Why Does VM Sizing Matter?
“Understanding elemental behavior is crucial for building a stable, consistent and proper performing infrastructure” – Frank Denneman, Sr. Staff Architect, VMware
When creating a VM in ESXi, the cores per socket layout is important to the guest OS since it is ultimately the operating system making scheduling decisions based on the hardware architecture it sees. When VMs are created, assigning virtual CPUs and cores per socket should be a consideration since performance could vary between 1×16, 16×1, 2×8 and 4×4 configurations. VMs with large memory requirements may change the optimal virtual CPU socket allocation depending on physical resources of the host. This post is to discuss sizing VMs and how the default cores per socket value might not be the best for the performance of the virtual machine. I’m not going to get into right-sizing, which is a different topic, so I’ll cover that in a future. Keep reading for a few list of best practices for cores-per-socket values, when to use Hot Add and using hyper threads to create monster VMs.
What is vNUMA?
Virtual NUMA (vNUMA) exposes the NUMA structure of the virtual machine to the Guest OS running in the virtual machine, not the NUMA topology of the host. It’s called virtual NUMA because it is the logical representation of the physical process of how the CPU access RAM abstracted through the hypervisor running on the server. This CPU/RAM relationship is called Non-Uniform Memory Access, or NUMA.

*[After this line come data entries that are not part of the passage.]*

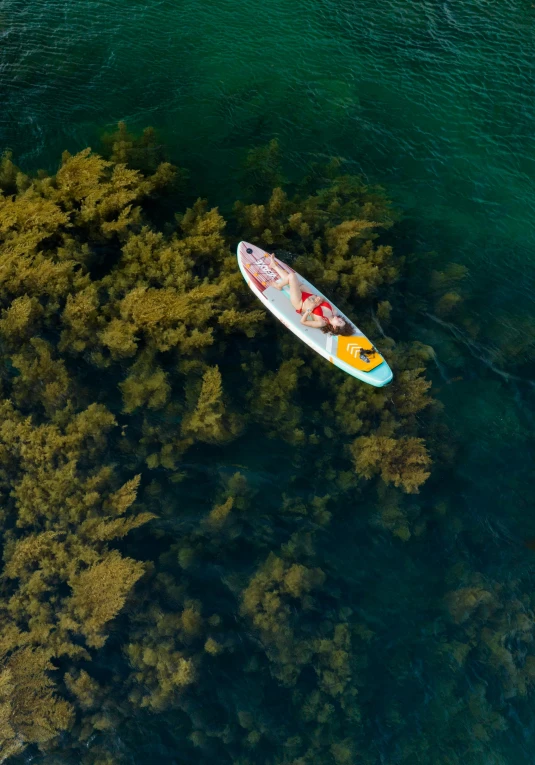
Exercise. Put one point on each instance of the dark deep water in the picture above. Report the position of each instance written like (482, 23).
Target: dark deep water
(434, 101)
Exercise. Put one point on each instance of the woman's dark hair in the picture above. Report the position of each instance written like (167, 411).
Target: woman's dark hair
(345, 330)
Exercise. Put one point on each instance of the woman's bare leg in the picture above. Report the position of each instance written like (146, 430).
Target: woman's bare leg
(295, 291)
(290, 279)
(283, 281)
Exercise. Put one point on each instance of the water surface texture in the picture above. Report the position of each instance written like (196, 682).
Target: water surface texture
(435, 101)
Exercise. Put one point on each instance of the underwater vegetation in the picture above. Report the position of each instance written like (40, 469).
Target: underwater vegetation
(134, 585)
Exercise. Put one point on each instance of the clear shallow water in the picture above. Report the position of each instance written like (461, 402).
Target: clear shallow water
(432, 100)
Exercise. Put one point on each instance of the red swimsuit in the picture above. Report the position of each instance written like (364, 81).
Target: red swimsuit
(317, 310)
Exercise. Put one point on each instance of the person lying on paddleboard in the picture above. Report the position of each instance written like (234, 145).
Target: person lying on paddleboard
(315, 311)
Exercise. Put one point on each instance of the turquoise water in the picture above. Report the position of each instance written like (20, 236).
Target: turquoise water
(434, 101)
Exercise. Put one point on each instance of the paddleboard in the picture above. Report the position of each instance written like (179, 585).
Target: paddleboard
(344, 352)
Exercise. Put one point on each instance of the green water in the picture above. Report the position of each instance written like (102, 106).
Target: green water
(434, 101)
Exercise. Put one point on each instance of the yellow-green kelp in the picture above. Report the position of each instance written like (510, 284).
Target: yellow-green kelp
(130, 351)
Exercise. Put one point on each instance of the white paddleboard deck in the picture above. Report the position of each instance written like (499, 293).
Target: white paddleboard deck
(343, 352)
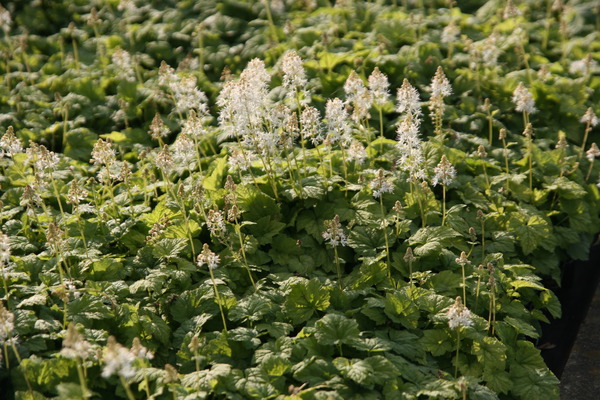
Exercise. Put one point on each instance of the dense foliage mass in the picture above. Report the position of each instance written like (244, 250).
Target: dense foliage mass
(291, 200)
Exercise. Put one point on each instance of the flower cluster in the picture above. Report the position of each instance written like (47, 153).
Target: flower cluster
(444, 173)
(208, 257)
(75, 346)
(10, 144)
(523, 100)
(459, 315)
(294, 76)
(359, 96)
(379, 87)
(334, 234)
(381, 184)
(7, 323)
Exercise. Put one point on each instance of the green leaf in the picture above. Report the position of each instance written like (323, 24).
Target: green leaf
(399, 307)
(251, 308)
(437, 341)
(536, 233)
(566, 188)
(440, 389)
(314, 370)
(169, 247)
(498, 380)
(304, 299)
(336, 329)
(522, 327)
(490, 352)
(214, 179)
(274, 365)
(430, 240)
(534, 383)
(367, 372)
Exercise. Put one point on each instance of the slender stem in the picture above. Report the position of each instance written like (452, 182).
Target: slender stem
(457, 349)
(239, 232)
(531, 166)
(387, 242)
(381, 129)
(587, 176)
(443, 204)
(464, 284)
(82, 381)
(588, 128)
(218, 296)
(125, 384)
(506, 164)
(339, 270)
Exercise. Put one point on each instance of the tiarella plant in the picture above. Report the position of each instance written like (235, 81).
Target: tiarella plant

Ever hear the term “Wide VM”? A wide VM is simply a VM with multiple vNUMA Nodes. vNUMA is a combination of two things; a Virtual Proximity Domain (VPD) which exposes vNUMA to the VM and a Physical Proximity Domain (PPD) which groups vCPUs within a CPU Package. In VMware ESXi, vNUMA is automatically enabled when a VM has 9 vCPUs (or more) and the number of allocated CPUs is greater than the number of physical cores of one socket. One little gotcha is in vSphere, vNUMA optimizations are automatic for CPU but memory topology is manual, left to the admin building the VM to optimize.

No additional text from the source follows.